Question de priorité
Jeremy McNeil transpose sa façon de communiquer la science jusque
dans ses cours et dans ses présentations de recherche. "Même
quand le sujet est sérieux, il ajoute toujours une note d'humour,
raconte David Marchand, un étudiant de France qui poursuit un doctorat
en biologie dans le labo de McNeil. "Il est à l'aise et son
enthousiasme est communicatif. C'est un passionné ce mec-là,
c'est clair, et il essaie de te communiquer sa passion." L'étudiant-chercheur
admet que la façon de communiquer de son professeur a une certaine
influence sur lui mais il estime que chacun doit trouver son style. "Le
style de Jeremy va avec son personnage. C'est pour ça que ça
marche si bien!"
À travers ses nombreux voyages (il participe à une dizaine d'événements scientifiques internationaux chaque année), la direction de ses étudiants-chercheurs, ses propres recherches et son enseignement, comment Jeremy McNeil trouve-t-il le temps de rencontrer les groupes scolaires? "Je préfère ne pas me poser la question parce que j'aurais peur de découvrir que c'est impossible! En fait, je crois que c'est surtout une question de priorité. Quand je suis à Québec, j'arrive au labo à 7 h du matin à je quitte vers 18 h le soir. Faire de la communication scientifique avec des jeunes, c'est mon amusement. Quand je suis avec eux, je ne pense jamais que je devrais être au bureau en train de rédiger une demande de subvention. Le contraire se produit quand je participe à des activités pour des raisons politiques."

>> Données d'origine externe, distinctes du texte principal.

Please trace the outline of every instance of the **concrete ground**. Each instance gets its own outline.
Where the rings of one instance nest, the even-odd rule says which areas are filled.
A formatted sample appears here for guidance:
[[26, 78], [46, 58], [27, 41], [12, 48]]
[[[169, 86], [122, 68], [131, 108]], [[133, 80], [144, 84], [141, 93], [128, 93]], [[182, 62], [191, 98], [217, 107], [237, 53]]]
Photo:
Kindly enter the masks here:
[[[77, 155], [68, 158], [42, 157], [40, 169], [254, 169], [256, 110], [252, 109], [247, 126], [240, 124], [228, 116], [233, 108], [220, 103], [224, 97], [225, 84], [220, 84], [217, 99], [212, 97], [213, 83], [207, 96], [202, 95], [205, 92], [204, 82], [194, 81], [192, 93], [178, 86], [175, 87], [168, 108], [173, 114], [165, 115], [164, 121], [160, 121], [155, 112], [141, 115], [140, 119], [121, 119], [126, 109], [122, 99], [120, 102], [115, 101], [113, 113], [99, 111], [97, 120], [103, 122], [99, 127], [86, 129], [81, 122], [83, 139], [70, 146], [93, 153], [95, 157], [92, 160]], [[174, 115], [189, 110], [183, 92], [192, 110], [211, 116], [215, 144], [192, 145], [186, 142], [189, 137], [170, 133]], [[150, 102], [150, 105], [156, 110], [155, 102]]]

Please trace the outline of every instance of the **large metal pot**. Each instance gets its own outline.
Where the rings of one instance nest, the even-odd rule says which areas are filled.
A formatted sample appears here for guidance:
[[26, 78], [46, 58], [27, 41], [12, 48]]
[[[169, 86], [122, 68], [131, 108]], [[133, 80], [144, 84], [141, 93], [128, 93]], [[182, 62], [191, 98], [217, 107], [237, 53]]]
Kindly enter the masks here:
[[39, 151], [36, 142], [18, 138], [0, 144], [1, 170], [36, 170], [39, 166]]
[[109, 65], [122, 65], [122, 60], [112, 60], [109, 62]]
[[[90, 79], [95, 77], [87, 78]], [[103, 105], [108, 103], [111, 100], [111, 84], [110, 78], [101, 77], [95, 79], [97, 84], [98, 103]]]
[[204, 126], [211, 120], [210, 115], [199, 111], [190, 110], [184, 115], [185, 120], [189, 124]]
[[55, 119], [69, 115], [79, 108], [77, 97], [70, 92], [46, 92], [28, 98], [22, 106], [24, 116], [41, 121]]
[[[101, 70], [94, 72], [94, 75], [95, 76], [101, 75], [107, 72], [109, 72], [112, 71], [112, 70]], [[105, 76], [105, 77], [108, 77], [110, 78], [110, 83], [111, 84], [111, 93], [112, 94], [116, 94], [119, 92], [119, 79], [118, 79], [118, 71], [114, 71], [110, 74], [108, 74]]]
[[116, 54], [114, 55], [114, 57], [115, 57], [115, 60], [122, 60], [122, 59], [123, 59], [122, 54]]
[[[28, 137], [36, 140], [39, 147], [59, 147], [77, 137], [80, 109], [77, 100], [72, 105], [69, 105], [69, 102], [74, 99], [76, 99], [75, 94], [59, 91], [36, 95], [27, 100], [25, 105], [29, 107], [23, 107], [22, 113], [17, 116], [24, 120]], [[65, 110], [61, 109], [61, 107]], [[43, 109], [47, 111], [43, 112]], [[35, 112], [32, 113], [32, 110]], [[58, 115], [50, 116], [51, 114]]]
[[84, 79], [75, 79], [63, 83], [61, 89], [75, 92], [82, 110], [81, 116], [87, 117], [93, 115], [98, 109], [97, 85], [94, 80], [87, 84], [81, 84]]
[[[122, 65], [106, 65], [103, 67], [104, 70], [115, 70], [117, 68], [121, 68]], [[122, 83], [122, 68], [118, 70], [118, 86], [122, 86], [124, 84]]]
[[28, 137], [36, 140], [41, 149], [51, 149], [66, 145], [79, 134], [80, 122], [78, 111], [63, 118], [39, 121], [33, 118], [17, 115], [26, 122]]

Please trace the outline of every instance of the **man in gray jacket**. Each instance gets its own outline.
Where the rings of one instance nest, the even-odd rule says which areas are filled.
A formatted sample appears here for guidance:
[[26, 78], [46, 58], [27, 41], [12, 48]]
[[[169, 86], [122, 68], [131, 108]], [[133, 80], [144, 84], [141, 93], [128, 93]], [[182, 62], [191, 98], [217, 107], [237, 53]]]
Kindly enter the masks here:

Recevoir la Médaille McNeil est quelque chose de très flatteur, reconnaît-il. "C'est bon de savoir que les efforts que tu fais sont reconnus par d'autres mais je ne l'ai jamais fait pour obtenir un prix. Je le fais parce que ça me plaît. Et je vais continuer à le faire aussi longtemps qu'on va m'inviter et que les jeunes vont réagir à ce que je raconte. C'est ma façon d'influencer leur idée de la science et de leur montrer que les scientifiques sont des gens comme les autres."
La Médaille McNeil a été créée en 1991 grâce à l'appui financier de la compagnie McNeil Consumer Products, le fabricant de Tylenol. Ce prix, doté d'une bourse de 1 500$, souligne la contribution exceptionnelle d'une personne à la promotion du rôle de la science dans la société et à la diffusion de la science auprès des jeunes et du grand public. Le prix est décerné par la Société royale du Canada, une institution créée en 1882, qui regroupe d'éminents scientifiques, chercheurs et gens de lettres. La Société est composée de 1500 membres recrutés à travers tout le pays et choisis par leurs pairs pour leurs réalisations dans le domaine des arts et des sciences. La Médaille McNeil ne fait pas de Jeremy McNeil un membre de la Société royale du Canada -"Oh God no! Ils sont plus sélectifs que ça", s'exclame l'entomologiste -, mais des démarches auraient été amorcées pour l'introniser dans la sélecte organisation.